LOMBA MENULIS DDTCNEWS 2021

Memajaki Aliran Dana dari Aplikasi Penghasil Uang

Redaksi DDTCNews | Selasa, 17 Agustus 2021 | 16:54 WIB
Memajaki Aliran Dana dari Aplikasi Penghasil Uang

Stefani Evita Krisnantika,
Semarang, Jawa Tengah

SEIRING dengan perkembangan teknologi digital, makin banyak inovasi pembuatan aplikasi yang disesuaikan dengan minat pasar. Salah satunya adalah aplikasi penghasil uang. Pada masa pandemi Covid-19, aplikasi penghasil uang sangat digemari masyarakat. Bagaimanapun, aplikasi tersebut dapat memberikan penghasilan tambahan secara online.

Pengguna aplikasi harus menjalankan misi seperti menonton video, mengisi survei, atau membaca berita sesuai dengan permintaan aplikasi. Setelah itu, pengguna akan mendapat poin. Pengguna harus mengumpulkan poin sesuai dengan jumlah yang dipersyaratkan agar bisa dikonversi menjadi nominal rupiah melalui e-money.

Aplikasi penghasil uang ini dipandang memberikan banyak keunggulan. Pertama, proses pendaftaran akun pada aplikasi penghasil uang ini tergolong mudah dan cepat. Pengguna hanya diminta untuk mengisi identitas diri seperti nama, tempat tanggal lahir, nomor ponsel, foto Kartu Tanda Penduduk (KTP), dan mendaftarkan nomor rekening untuk tujuan transfer uang hasil penukaran poin.

Kedua, pengguna bisa langsung mendapatkan uang meskipun hanya diam di rumah. Penggunaanya pun cukup berbekal kuota. Nominal yang didapat bervariasi mulai Rp50.000 hingga Rp400.000. Jumlah tersebut tentu saja disesuaikan dengan poin yang harus dikumpulkan.

Biasanya, rentang poin yang dikumpulkan mulai dari 1.000 hingga 1 juta. Makin besar poin yang dikumpulkan, makin besar pula imbalan yang akan diterima.

Ketiga, pengguna dapat menginstal lebih dari satu aplikasi penghasil uang dalam satu perangkat gawai. Makin merambahnya aplikasi penghasil uang seperti ini membuat masyarakat makin tergiur sehingga tidak menutup kemungkinan menginstal beberapa aplikasi serupa. Harapan mereka adalah bisa mendapatkan sebanyak mungkin penghasilan tambahan.
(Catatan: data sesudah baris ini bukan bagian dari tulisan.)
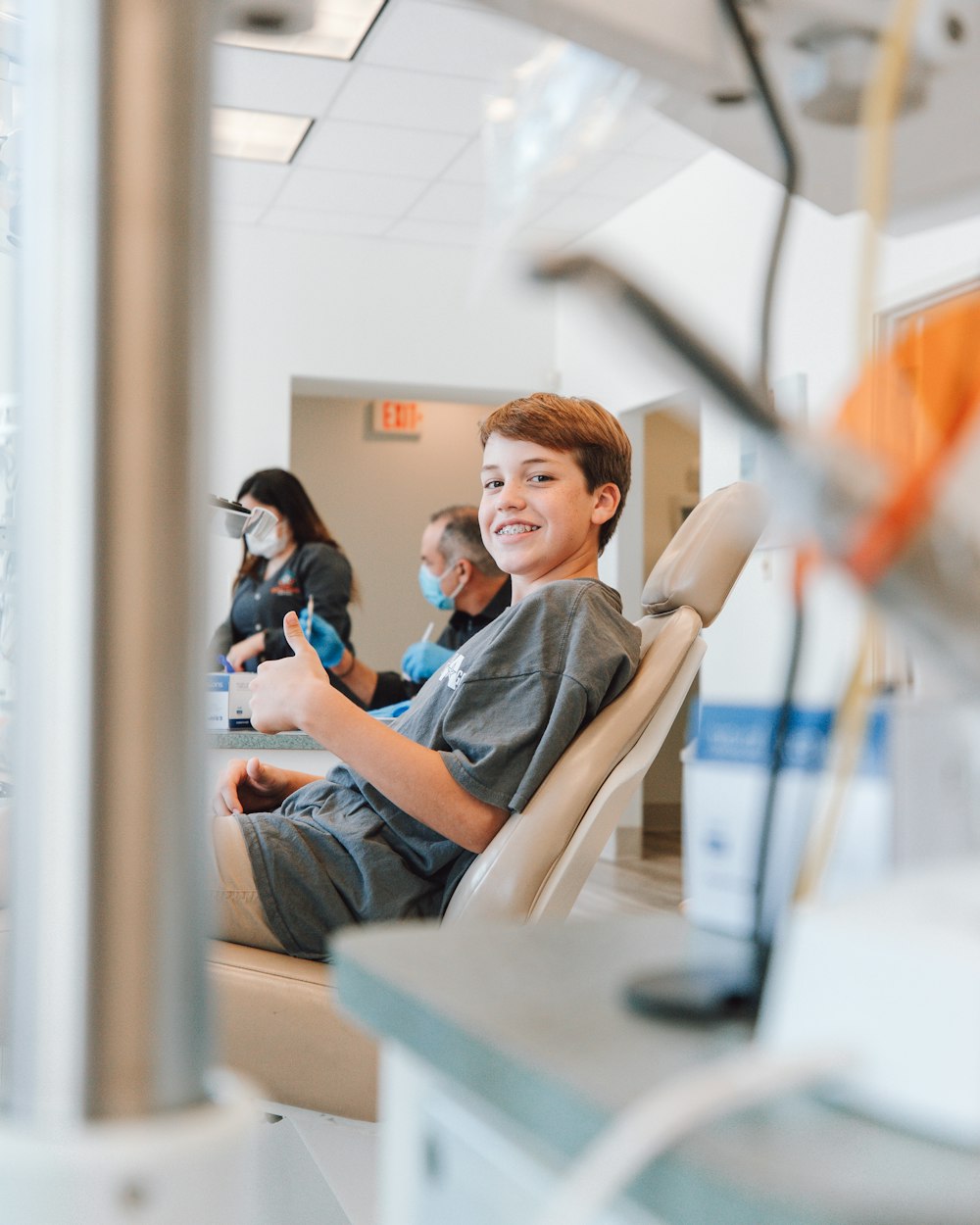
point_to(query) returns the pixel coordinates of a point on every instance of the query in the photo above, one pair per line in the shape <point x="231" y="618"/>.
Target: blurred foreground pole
<point x="107" y="1110"/>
Keempat, pengguna tidak dikenai potongan atau pungutan apapun saat penukaran poin. Jumlah uang yang dikirimkan ke rekening pengguna utuh sesuai dengan nominal yang disyaratkan pada aplikasi penghasil uang tersebut.

Sumber Pajak Baru

APLIKASI penghasil uang ini perlu dipertimbangkan pemerintah sebagai sasaran sumber penerimaan pajak baru. Hal ini didasarkan pada kenyataan layanan yang diberikan bersifat menambah kekayaan ekonomi penggunanya. Penambahan kekayaan ini mengandung esensi sebagai objek pajak.

Adanya esensi sebagai objek pajak ini didasarkan pada pengertian objek pajak itu sendiri seperti yang tertuang dalam Pasal 4 ayat (1) Undang-Undang Nomor 36 Tahun 2008 Tentang Perubahan atas Undang-Undang Nomor 7 Tahun 1983 Tentang Pajak Penghasilan. Bunyinya sebagai berikut:

“Yang menjadi objek pajak adalah penghasilan, yaitu setiap tambahan kemampuan ekonomis yang diterima atau diperoleh wajib pajak, baik yang berasal dari Indonesia maupun dari luar Indonesia, yang dapat dipakai untuk konsumsi atau menambah kekayaan wajib pajak yang bersangkutan, dengan nama dan dalam bentuk apapun.”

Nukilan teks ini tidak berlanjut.